Today’s Scripture: Romans 2:4
“God’s kindness is meant to lead you to repentance.”
As we begin to mortify a particular sin, we’ll often fail more than we succeed. Then we must realize that we stand before God on the basis of his grace rather than our performance.
I realize there’s a fine line between using grace as an excuse for our sin and using grace as a remedy for it. John Owen had keen insight on this: “here then is where the deceit of sin intervenes. It persuades us to dwell upon the notion of grace and diverts our attention from the influence that grace gives to achieve its proper application in holy lives. From the doctrine of assured pardon of sin, it insinuates a carelessness for sin. the soul—needing frequently to return to Gospel grace because of guilt—allows grace to become commonplace and ordinary. Having found a good medicine for its wound, it then takes it for granted.”

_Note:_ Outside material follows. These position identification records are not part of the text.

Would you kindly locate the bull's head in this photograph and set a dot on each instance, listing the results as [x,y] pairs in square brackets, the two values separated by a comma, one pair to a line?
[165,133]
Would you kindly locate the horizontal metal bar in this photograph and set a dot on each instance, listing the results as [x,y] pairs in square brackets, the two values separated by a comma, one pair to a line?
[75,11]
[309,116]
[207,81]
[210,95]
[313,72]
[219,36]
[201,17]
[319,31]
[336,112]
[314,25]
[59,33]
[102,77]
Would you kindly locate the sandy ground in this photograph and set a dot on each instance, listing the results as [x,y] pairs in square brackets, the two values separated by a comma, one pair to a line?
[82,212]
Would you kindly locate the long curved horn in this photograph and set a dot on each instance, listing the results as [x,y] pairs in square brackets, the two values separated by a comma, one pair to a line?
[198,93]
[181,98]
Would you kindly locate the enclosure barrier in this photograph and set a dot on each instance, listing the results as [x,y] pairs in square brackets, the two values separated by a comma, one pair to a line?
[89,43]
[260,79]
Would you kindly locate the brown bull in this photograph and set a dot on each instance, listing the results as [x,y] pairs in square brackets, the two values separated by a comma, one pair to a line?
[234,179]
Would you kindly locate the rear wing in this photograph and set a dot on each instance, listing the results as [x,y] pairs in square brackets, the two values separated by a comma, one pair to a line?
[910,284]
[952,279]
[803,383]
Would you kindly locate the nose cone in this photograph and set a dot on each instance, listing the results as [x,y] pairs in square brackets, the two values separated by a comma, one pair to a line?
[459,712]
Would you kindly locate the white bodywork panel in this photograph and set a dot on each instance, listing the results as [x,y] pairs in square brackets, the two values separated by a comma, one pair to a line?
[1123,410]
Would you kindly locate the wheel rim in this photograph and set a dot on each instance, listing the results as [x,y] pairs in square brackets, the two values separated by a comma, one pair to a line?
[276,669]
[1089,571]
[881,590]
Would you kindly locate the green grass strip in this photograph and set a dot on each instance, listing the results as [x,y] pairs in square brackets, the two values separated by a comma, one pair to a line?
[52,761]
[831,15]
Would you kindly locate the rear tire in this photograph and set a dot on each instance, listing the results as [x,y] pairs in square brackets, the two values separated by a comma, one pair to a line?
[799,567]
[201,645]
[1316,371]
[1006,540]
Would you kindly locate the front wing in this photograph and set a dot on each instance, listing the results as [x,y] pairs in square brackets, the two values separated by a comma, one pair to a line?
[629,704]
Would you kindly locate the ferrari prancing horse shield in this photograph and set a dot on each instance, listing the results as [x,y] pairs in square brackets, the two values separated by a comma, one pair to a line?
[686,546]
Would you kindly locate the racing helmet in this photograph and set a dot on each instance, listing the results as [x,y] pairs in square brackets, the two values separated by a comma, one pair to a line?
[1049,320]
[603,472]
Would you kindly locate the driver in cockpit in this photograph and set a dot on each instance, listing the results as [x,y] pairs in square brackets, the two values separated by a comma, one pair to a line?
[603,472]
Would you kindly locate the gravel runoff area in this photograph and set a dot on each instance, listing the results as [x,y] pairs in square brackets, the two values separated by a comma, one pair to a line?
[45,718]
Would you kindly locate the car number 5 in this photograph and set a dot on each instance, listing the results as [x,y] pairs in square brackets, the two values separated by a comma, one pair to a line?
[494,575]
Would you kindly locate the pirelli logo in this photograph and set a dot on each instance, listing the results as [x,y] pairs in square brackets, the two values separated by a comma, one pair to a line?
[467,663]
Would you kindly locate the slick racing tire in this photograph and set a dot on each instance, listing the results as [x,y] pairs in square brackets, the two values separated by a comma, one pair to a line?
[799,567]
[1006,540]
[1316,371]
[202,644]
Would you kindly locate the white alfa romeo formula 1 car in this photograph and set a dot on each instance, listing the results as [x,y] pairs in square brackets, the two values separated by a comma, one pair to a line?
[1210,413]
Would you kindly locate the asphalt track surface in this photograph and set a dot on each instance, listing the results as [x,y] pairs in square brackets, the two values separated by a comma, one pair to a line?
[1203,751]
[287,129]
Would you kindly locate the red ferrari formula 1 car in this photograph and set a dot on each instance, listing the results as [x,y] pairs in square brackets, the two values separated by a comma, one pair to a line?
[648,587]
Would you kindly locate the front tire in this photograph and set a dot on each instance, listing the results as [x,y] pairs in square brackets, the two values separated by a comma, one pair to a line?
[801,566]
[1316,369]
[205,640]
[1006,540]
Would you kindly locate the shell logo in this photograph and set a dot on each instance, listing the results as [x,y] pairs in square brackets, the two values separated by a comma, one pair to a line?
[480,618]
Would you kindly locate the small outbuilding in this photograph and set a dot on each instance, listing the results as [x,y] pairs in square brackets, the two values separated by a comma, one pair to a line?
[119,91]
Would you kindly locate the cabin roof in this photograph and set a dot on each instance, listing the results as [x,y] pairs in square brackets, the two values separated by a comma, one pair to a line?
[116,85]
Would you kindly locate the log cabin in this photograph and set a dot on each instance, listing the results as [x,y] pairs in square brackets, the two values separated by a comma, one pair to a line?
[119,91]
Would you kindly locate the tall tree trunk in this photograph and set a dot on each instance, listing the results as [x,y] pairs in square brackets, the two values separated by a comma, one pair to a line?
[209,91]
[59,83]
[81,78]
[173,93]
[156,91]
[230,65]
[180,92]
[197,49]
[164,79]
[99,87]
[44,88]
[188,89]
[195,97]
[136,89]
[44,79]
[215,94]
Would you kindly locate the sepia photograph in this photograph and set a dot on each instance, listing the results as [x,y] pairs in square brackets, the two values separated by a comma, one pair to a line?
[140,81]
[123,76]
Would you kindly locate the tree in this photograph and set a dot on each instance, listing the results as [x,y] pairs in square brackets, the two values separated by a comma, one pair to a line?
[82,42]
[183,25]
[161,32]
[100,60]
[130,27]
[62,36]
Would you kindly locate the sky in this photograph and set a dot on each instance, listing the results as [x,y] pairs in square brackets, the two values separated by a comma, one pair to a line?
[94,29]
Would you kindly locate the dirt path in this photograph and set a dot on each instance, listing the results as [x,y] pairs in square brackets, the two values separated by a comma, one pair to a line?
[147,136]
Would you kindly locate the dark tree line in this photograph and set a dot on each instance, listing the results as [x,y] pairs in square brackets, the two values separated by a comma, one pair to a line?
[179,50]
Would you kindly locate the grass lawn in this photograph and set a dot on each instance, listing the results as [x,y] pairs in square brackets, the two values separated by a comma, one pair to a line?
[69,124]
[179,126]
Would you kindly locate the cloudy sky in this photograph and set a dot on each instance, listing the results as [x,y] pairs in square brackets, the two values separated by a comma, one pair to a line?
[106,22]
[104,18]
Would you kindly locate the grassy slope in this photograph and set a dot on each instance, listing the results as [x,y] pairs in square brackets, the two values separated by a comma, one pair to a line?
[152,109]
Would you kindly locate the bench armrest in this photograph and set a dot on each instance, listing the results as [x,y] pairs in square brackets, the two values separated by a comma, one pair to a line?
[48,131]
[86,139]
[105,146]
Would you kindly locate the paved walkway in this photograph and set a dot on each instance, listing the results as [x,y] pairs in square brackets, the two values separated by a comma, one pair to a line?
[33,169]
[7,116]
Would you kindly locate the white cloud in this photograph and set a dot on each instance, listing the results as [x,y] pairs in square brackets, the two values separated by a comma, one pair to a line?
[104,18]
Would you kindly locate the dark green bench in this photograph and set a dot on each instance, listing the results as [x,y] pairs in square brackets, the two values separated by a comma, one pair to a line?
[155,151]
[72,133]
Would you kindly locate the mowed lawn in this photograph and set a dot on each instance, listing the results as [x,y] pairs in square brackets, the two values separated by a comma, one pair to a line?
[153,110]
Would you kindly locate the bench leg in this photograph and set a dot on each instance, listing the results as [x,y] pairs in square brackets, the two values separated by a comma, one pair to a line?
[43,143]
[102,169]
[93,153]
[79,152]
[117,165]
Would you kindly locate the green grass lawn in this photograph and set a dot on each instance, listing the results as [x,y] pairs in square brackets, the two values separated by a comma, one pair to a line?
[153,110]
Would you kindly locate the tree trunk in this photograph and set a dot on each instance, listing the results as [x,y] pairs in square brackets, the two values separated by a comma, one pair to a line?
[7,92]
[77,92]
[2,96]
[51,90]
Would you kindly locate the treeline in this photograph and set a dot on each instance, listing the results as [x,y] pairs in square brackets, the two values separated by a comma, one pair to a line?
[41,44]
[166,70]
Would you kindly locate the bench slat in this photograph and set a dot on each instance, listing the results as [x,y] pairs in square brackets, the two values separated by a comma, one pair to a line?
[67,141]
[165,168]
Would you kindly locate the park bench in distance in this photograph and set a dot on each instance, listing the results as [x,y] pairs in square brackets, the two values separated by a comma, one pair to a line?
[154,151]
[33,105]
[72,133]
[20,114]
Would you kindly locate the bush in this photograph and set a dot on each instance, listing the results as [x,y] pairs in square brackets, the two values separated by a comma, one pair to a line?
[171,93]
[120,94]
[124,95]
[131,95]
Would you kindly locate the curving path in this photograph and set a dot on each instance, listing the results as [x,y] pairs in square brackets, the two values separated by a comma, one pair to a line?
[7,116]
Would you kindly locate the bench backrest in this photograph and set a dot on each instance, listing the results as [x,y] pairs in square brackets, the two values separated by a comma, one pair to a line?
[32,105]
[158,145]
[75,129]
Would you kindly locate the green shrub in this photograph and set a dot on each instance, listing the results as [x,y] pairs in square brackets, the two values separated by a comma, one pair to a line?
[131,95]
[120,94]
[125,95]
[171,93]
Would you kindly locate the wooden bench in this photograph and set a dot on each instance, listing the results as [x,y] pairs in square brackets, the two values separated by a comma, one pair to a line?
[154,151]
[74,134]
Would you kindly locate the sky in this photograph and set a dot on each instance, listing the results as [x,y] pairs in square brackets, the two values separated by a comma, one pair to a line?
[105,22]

The way to stay on the right side of the fine line between using and abusing grace is repentance. The road to repentance is godly sorrow (2 Corinthians 7:10, NIV). Godly sorrow is developed when we focus on the true nature of sin as an offense against God rather than something that makes us feel guilty. Sin is an affront to God’s holiness, it grieves his Holy Spirit, and it wounds afresh the Lord Jesus Christ. It also gratifies Satan, the archenemy of God. Dwelling on the true nature of sin leads us to godly sorrow, which in turn leads us to repentance.
Having come to repentance, we must by faith lay hold of the cleansing blood of Christ, which alone can cleanse our consciences. In fact, it is faith in Christ and the assurance of the efficacy of his cleansing blood that leads us to repentance.